Reversing the curse on PPARγ

Mitchell A Lazar 1,
PMCID: PMC5983334  PMID: 29757190

Abstract

Thiazolidinediones (TZDs) are the only antidiabetic drugs that reverse insulin resistance. They have been a valuable asset in the treatment of type 2 diabetes, but their side effects have curtailed widespread use in the clinic. In this issue of the JCI, Kraakman and colleagues provide evidence that deacetylation of the nuclear receptor PPARγ improves the therapeutic index of TZDs. These findings should revitalize the quest to employ insulin sensitization as a first-line approach to managing type 2 diabetes.

Targeting PPARγ provides hope for insulin sensitivity

Elevated insulin levels in the face of hyperglycemia, the sine qua non of insulin resistance and type 2 diabetes, have been recognized since Berson and Yalow first measured insulin in plasma of patients with maturity-onset diabetes (1). Hence, we have known for almost four decades that insulin therapy does not get at the root of the problem, yet the treatment of type 2 diabetes continues to rely largely on increasing insulin levels, for example, by stimulation of endogenous secretion with incretin therapy or by pharmacological dosing of insulin itself. Thus, the development of thiazolidinediones (TZDs), drugs that improve insulin sensitivity, was heralded as a breakthrough in the early 1990s (2). Twenty-five years later, TZDs are much less widely prescribed than in their heyday due to bona fide as well as perceived toxicities (3). In this issue of the JCI, Kraakman et al. provide hope that PPARγ, the main biological target of TZDs, can be targeted to sensitize patients to insulin while ameliorating toxicity of this class of drugs (4).

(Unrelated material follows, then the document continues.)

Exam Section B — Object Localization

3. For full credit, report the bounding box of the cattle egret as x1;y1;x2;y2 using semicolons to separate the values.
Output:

PPARγ is a member of the nuclear receptor superfamily of ligand-responsive transcription factors (5). The recognition that PPARγ is selectively expressed in fat cells (6, 7) and that TZDs stimulate adipocyte differentiation (8) converged in the discovery that TZDs function as high-affinity PPARγ ligands (9), establishing a link between PPARγ and insulin sensitivity. Genetic linkage of PPARγ to type 2 diabetes comes both from rare variants with powerful effects inherited in Mendelian fashion (10) and from a common single nucleotide polymorphism with small and variable effects (11). By the late 1990s, there was great optimism for conquering type 2 diabetes with TZD medications that bind to PPARγ, whose function as a nuclear receptor was reassuring, since many safe and effective drugs have related targets, including fibrates that act on PPARα (12).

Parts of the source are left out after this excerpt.